Hallmark movies are seriously cliché, in the worst way possible

MollyMonahan

It’s that time of the year again. Time for snuggling up by the fire with a rich hot chocolate, pressing your face against the cold car door window to catch a glimpse of a soon-to-be deflated Santa Claus and never being able to escape the happiness of other people beaming with love. Ah yes, the holidays are a perfect time for not only couples around us, but also movies, to rub their relationships in our noses in a cheesy and not at all unrealistic way. Although I would consider myself a hopeless romantic, with a combination of the acting, false pretenses and cringeworthy moments, Christmas Hallmark movies do not satisfy my romantic sweet tooth. 

The girl hates or loses faith in Christmas, but the boy, usually starting off in the movie as the annoying, yet charming, antagonist loves the holidays and tries to restore her spirit. Despite all Hallmark has done to try to switch their basic and overused plot line up, it all ends the same. The guy ends up with the girl. Many of us know that is not always the case. And what is so wrong about that? The guy and the girl do not always have their happy ever after, not all dreams come true and Christmas is not always magical. 

Hallmark movies cause a dissolution that everyone who is not romantically involved with someone on Christmas is lonely. The reality of the Christmas season for a high school student means spending all the money in your bank account on family gift exchanges and random coworker white elephants. Also, with December comes finals, also known as the absolute worst time to be a student. Oftentimes I am so wrapped up in school, jobs and finding an outfit for Christmas that will be approved by both my mother and grandma, that being “lonely” and not in a relationship on Christmas is the last thing on my mind. 

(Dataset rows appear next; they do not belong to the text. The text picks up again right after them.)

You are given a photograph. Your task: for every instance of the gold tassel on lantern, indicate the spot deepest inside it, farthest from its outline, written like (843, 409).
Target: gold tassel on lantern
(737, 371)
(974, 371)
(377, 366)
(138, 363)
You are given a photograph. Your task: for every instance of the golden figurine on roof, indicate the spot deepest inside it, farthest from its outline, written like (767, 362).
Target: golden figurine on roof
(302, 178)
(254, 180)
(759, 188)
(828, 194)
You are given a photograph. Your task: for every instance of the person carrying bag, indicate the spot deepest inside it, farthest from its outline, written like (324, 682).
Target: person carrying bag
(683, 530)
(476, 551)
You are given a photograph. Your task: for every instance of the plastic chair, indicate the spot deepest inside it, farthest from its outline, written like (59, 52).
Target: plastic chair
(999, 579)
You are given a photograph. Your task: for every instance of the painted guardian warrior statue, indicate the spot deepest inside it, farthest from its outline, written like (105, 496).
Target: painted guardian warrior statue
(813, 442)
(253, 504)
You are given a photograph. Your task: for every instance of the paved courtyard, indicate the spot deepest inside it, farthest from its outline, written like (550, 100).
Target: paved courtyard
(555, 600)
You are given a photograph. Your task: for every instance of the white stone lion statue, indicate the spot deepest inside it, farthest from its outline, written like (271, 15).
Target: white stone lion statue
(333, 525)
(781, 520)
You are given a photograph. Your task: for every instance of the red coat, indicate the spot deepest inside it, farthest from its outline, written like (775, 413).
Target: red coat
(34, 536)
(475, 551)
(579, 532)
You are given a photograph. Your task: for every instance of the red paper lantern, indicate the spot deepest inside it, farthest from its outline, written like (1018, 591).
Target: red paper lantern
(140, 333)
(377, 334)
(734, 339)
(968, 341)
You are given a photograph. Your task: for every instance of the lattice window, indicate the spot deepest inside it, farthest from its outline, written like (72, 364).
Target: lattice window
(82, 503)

As hopeful teenage girls snuggle up and sit on their couches to watch movies on repeat on the Hallmark channel, more than a chance of physical movements for the day is going out the door, reality does too. Hallmark movies are notorious for planting that idea of a “perfect boy” in the heads of young impressionable heads. You don’t have your perfect guy fixated in your head? That boy who will first take interest in you, bug you in a Ryan Gosling hanging on a Ferris Wheel type of way, then will be so perfect for you that you can’t get him out of your head? Yeah, me neither. 

Allow me to save you some time. Every Hallmark movie has these basic plot lines. A girl is struggling with being at an average, depressing job because she is extremely passionate about something that wouldn’t pay her bills. Or maybe she is with a guy that is completely wrong for her, and not at all ironically, she has already met her perfect guy, perhaps her best friend or a stranger met in the first act of the movie. Possibly her mother is pressuring her to marry rich, but she has already fallen in love with someone else. Or maybe, in simple Christmas fashion, she has lost the magic and hope in Christmas and is in desperate need of a boy to put the Christmas twinkle back in her eyes.